One global topic that’s come under a lot of scrutiny is the failure of the world to provide vaccines for countries like those that are affected by omicron. Could that have made a difference—if the world had been more aggressive in vaccinating equitably?

Viruses mutate all the time, but viruses aren’t smart. They don’t know where to mutate their genomes to make them more transmissible. It’s just a random event, and because it’s a random event, if you limit the number of cases—if you limit virus replication—you’ll limit the chance that an advantageous mutation accumulates in a virus. 

The faster we get vaccines globally, the better off we’ll be. This is just another example of how we have focused on the U.S. vaccination campaign so strongly, almost perhaps at the expense of thinking about this as a global pandemic, that variants can emerge anywhere and because of the ease of travel, [they] can be a threat to the U.S. irrespective of where they emerge. We have to think about this more as a global pandemic and get effective use of vaccines in these countries that have such low access to them right now.

What about for individuals who are reading the news and are getting anxious? What do you tell them? What can people do to protect themselves?

Be proactive. The best thing you can do right now is to get a booster if you haven’t gotten one yet, or get your initial vaccination if you haven’t gotten that yet. 

This virus won’t be completely resistant to vaccine-induced immunity because there are lots of regions of the virus that resemble the vaccine strain, so vaccination is still the best way to build population immunity. We know from viruses like influenza, for instance, that even when the vaccine isn’t a perfect match for the circulating virus, the vaccine does provide protection against severe disease, hospitalization, and death. So, go get your vaccinations right now because that’s the one thing the population can do to deal with the potential spread of omicron. 
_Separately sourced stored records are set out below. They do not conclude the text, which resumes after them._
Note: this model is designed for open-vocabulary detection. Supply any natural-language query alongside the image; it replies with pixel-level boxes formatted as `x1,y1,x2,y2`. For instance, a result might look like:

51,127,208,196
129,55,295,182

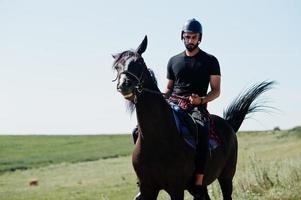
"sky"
0,0,300,134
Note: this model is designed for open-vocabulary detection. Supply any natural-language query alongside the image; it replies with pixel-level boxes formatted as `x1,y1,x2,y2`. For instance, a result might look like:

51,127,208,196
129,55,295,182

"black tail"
223,80,275,133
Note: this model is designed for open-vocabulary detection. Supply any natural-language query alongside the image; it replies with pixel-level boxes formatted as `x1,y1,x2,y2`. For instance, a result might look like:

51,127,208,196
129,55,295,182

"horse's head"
112,36,149,101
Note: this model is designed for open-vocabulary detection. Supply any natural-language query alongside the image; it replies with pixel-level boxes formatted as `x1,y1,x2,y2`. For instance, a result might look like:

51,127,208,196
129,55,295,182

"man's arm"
190,75,221,105
164,79,174,98
202,75,221,104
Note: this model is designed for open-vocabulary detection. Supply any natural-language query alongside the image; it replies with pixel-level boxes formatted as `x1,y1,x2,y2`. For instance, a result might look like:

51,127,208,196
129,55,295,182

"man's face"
182,32,200,52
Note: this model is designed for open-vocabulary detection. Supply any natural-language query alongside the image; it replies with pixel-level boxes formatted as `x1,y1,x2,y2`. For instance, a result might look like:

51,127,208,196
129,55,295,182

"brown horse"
112,36,274,200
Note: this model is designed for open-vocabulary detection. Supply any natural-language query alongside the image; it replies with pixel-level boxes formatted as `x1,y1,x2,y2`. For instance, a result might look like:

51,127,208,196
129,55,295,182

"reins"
112,53,195,102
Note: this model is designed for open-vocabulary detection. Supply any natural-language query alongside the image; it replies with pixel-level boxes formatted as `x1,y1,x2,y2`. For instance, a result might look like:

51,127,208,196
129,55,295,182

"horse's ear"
136,35,147,55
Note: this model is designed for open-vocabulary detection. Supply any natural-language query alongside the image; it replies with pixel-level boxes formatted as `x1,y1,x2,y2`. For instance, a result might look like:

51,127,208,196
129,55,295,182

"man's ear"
198,33,202,42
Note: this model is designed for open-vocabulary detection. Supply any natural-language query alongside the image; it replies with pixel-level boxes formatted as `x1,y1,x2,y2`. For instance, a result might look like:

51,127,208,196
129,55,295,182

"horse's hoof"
133,192,142,200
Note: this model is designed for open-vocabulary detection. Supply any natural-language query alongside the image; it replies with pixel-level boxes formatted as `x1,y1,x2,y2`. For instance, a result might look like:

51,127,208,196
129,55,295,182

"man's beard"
185,43,199,52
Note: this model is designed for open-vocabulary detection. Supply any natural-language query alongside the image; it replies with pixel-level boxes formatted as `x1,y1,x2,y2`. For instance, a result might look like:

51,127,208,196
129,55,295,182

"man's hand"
163,92,171,99
189,93,204,105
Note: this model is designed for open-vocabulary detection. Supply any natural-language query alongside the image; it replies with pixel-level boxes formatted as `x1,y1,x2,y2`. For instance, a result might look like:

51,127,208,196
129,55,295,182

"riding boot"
132,126,139,144
193,185,206,200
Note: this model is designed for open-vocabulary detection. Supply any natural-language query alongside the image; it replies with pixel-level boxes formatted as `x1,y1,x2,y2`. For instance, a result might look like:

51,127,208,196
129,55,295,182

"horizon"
0,126,299,135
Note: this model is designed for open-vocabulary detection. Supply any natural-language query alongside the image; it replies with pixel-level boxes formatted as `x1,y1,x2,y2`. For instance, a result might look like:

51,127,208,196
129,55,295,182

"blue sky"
0,0,300,134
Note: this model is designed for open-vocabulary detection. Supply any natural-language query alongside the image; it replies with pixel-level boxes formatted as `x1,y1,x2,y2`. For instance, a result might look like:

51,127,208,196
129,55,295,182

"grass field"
0,127,300,200
0,135,132,174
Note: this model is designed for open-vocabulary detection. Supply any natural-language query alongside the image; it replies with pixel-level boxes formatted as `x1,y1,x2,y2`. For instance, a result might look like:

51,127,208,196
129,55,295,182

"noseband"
119,68,146,94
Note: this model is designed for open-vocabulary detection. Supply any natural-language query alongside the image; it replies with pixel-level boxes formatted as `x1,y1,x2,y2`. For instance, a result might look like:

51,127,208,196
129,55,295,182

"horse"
112,36,274,200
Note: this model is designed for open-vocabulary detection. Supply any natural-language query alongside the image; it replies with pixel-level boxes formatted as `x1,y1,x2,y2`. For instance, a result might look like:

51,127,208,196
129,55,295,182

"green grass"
0,128,300,200
232,129,301,200
0,135,132,174
0,156,137,200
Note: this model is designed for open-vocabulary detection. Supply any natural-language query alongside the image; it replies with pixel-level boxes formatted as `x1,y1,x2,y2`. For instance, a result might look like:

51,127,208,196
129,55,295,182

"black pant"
190,106,209,174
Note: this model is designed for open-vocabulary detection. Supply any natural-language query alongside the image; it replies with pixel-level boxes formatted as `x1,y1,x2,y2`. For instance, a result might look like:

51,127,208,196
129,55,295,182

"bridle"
119,68,146,94
112,55,163,102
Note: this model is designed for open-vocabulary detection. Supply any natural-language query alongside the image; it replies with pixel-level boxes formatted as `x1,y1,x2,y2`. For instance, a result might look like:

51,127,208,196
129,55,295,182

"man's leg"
191,108,209,199
195,122,209,184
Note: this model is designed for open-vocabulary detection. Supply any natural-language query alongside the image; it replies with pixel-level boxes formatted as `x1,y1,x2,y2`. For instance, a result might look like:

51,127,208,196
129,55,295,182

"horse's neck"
135,92,176,140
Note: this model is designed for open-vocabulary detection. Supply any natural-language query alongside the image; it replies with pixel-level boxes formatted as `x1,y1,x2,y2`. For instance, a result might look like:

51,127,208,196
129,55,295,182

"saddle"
170,102,220,150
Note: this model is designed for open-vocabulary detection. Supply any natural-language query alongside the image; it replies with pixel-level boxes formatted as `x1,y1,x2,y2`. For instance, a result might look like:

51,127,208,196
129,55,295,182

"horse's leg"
168,189,184,200
204,187,211,200
192,186,210,200
140,184,159,200
217,136,237,200
218,153,236,199
218,178,233,200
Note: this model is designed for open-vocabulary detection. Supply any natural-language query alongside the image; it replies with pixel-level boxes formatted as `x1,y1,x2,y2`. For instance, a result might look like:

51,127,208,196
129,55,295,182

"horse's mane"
126,68,159,114
148,68,158,86
112,50,139,69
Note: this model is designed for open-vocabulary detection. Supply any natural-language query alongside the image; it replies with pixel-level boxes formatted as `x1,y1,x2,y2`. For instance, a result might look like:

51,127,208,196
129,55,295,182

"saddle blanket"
170,103,220,150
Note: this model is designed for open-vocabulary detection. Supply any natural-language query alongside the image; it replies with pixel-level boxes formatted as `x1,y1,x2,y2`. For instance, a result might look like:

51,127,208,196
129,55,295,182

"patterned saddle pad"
170,103,220,150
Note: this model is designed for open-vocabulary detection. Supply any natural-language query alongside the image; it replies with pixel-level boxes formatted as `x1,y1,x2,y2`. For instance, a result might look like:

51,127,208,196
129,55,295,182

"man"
165,18,221,199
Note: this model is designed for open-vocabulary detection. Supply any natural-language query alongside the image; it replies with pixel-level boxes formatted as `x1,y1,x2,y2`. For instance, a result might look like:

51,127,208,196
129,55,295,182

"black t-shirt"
167,50,221,97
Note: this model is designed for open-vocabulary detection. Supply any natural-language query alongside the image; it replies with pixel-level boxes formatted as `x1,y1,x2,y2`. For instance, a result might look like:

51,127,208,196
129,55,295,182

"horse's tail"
223,80,275,133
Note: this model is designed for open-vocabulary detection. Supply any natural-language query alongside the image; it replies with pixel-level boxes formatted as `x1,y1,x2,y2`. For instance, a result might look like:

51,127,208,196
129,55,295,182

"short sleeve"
166,58,175,80
209,56,221,76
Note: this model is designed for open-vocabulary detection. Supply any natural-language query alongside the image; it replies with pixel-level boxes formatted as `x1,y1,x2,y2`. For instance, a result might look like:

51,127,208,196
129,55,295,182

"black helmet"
181,18,202,39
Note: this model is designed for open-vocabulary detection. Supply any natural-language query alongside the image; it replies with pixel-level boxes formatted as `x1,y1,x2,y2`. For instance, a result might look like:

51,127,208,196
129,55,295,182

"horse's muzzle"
117,80,135,100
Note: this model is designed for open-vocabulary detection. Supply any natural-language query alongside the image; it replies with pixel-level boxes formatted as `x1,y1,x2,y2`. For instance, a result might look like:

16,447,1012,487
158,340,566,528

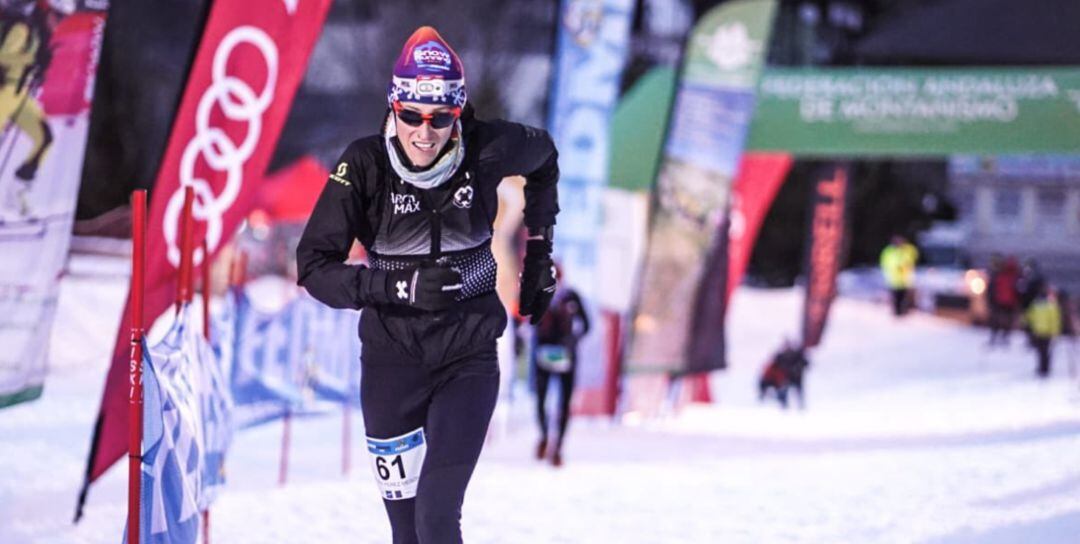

The worst-case scenario is that we have a pretty severe, highly transmissible virus that does reduce the protection from vaccines. At that point, do you think we would potentially need a different kind of booster shot—one designed around the new variant?

That’s something vaccine manufacturers have come to realize. Omicron is different enough to the vaccine that it probably crosses that line to needing some sort of omicron-specific vaccination. 

Previous variants that emerged differed at one or two amino acid changes, and when vaccine manufacturers tested variant-specific vaccines against the original vaccines, they didn’t really see a benefit for vaccinating with variant-specific vaccines. Omicron has enough mutations that this needs to be readdressed quickly so that we can bring that on board as a stronger, more effective vaccine if the worst-case scenario does unfold. 

Bottom line: There’s reason for concern but we have a whole bunch of scientific tools on our side to protect ourselves. We should take precautions, both at a policy level and as individuals, but we shouldn’t overreact and we should see the big picture of vaccinating the world.

Absolutely. This is not February 2020. We have tools in place, we have immunity in a significant part of the population. This is a concern, but we’re in a much better place to deal with this and mitigate the extreme effects of this variant than we were at the beginning of the pandemic.